In some of the most compelling segments, Kugblenu uses her own past behaviour to make her case. She digs through her mountain of tweets and unearths the most “problematic” ones. She recounts a story from her time as a project manager when, sy sê: “I used email like it was WhatsApp group chat.” It resulted in a hearing to review boxes’ worth of emails with her employers, a prospect many listeners will find entertaining and terrifying in equal measure.
If comedy is about engaging with cultural faultlines, Kugblenu digs into the molten rock to make her case. “I wanted to find those things because … ” She corrects herself: 'Wel, I wanted to go through and find nothing. But I wanted to practise what I preach.” It works because, as she acknowledges, this is her field. She’s fluent in the rapidly changing conventions around language and is a history and cultural studies graduate. “If I can go through my account and find things that are inappropriate, what are we gonna expect from people who haven’t had my education or life experience?”

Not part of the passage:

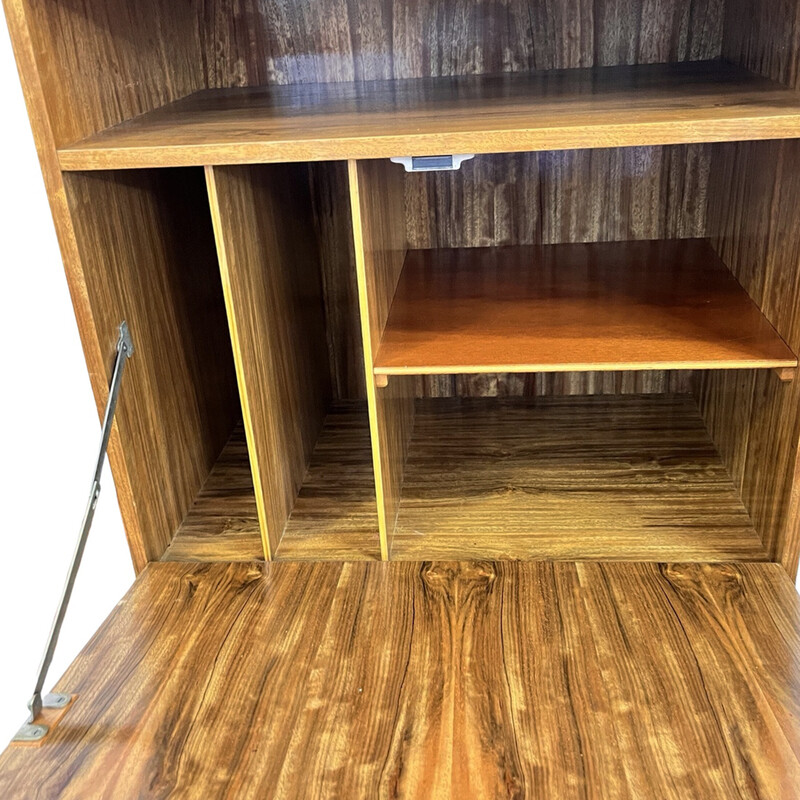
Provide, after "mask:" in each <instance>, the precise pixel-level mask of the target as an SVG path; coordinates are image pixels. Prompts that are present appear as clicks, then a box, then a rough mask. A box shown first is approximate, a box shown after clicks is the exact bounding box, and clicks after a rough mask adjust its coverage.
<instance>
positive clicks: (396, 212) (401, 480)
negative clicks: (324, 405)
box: [348, 159, 414, 559]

Unlike her previous Radio 4 appearance on Bameshow, the comedy in Athena’s Cancel Culture isn’t led by her identity (Kugblenu describes herself as mixed race – half Indo-Guyanese and half Ghanaian). But she agrees, it’s relevant: “If Laurence Fox was gonna go through his problematic tweets on Radio 4, that’d be the least funny show ever.” She’s able to talk about these issues with a certain amount of sensitivity. Looking at her old tweets was funny because “I wasn’t speaking with hatred”, sy sê, “I was speaking without discipline.”

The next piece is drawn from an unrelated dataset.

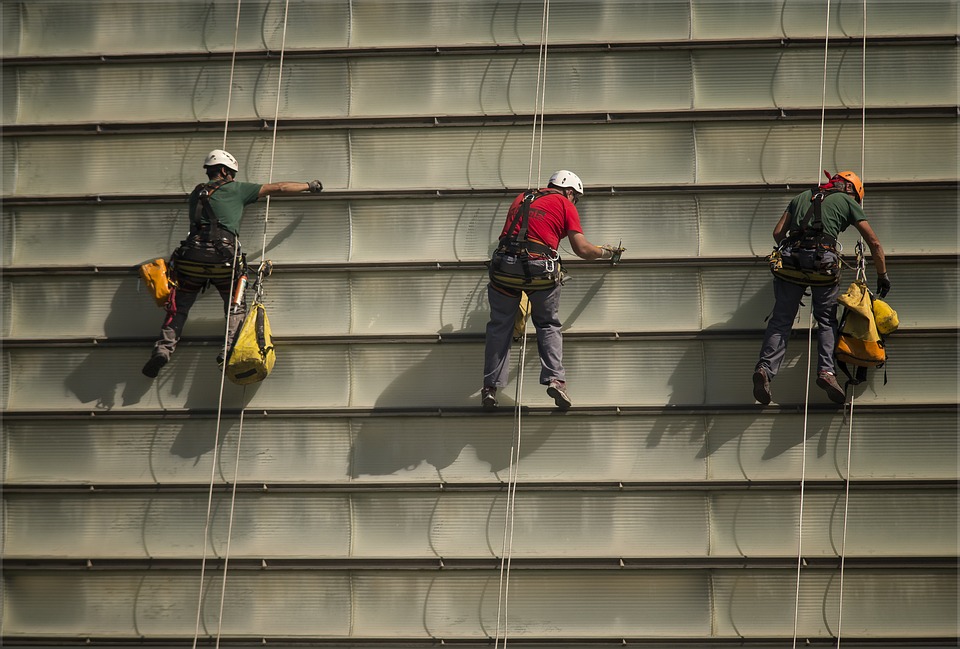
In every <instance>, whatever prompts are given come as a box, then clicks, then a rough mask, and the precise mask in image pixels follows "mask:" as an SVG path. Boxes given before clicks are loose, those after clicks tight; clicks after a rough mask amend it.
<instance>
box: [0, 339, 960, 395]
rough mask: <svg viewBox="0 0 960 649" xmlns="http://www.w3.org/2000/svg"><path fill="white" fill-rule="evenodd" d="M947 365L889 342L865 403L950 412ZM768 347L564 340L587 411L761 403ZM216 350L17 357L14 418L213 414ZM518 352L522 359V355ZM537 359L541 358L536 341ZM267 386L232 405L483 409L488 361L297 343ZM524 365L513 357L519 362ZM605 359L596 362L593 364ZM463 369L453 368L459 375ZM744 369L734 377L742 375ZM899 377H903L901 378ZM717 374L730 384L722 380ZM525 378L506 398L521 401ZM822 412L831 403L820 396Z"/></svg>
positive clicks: (249, 390) (790, 370)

This is also the line that the standup draws when it comes to the ongoing clash of comedy and censorship. “It’s making us all very boring," sy sê. “It’s the same circular conversation.” For Kugblenu, it’s simple. The first rule: “Punching up – good, punching down – bad.”Secondly, be original: “The more sensitive the topic, the funnier the joke’s gotta be.” Of course, “up” and “down” aren’t always neatly defined, and the debate may carry on for some time.
What’s one thing she’d like audiences to take away from the new show? A little more self-reflection. “At the moment the work people are doing is: oh, I’ll look at other people and tell them how bad they are," sy sê. In plaas daarvan, she offers a quote by Nelson Mandela: “I am not a saint, unless you think of a saint as a sinner who keeps on trying.”